Activity of comets: Gas Transport in the Near-Surface Porous Layers of a Cometary Nucleus

TL;DR

This study numerically investigates gas transport in the porous layers of cometary nuclei, evaluating and improving models to better predict gas fluxes relevant for comet activity understanding.

Contribution

It introduces a new microphysical model for molecular transport in packed sphere porous media and refines the capillary model for more accurate permeability calculations.

Findings

Permeability depends nonlinearly on layer porosity.

The new model aligns well with more idealized models.
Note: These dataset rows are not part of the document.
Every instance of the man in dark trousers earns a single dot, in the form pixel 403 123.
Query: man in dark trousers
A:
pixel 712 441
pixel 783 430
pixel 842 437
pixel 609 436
Adjusted Clausing formula improves gas flux predictions.

Abstract

The gas transport through non-volatile random porous media is investigated numerically. We extend our previous research of the transport of molecules inside the uppermost layer of a cometary surface (Skorov and Rickmann, 1995; Skorov et al. 2001). We assess the validity of the simplified capillary model and its assumptions to simulate the gas flux trough the porous dust mantle as it has been applied in cometary physics. A new microphysical computational model for molecular transport in random porous media formed by packed spheres is presented. The main transport characteristics such as the mean free path distribution and the permeability are calculated for a wide range of model parameters and compared with those obtained by more idealized models. The focus in this comparison is on limitations inherent in the capillary model. Finally a practical way is suggested to adjust the algebraic Clausing formula taking into consideration the nonlinear dependence of permeability on layer porosity. The retrieved dependence allows us to accurately calculate the permeability of layers whose thickness and porosity vary in the range of values expected for the near-surface regions of a cometary nucleus.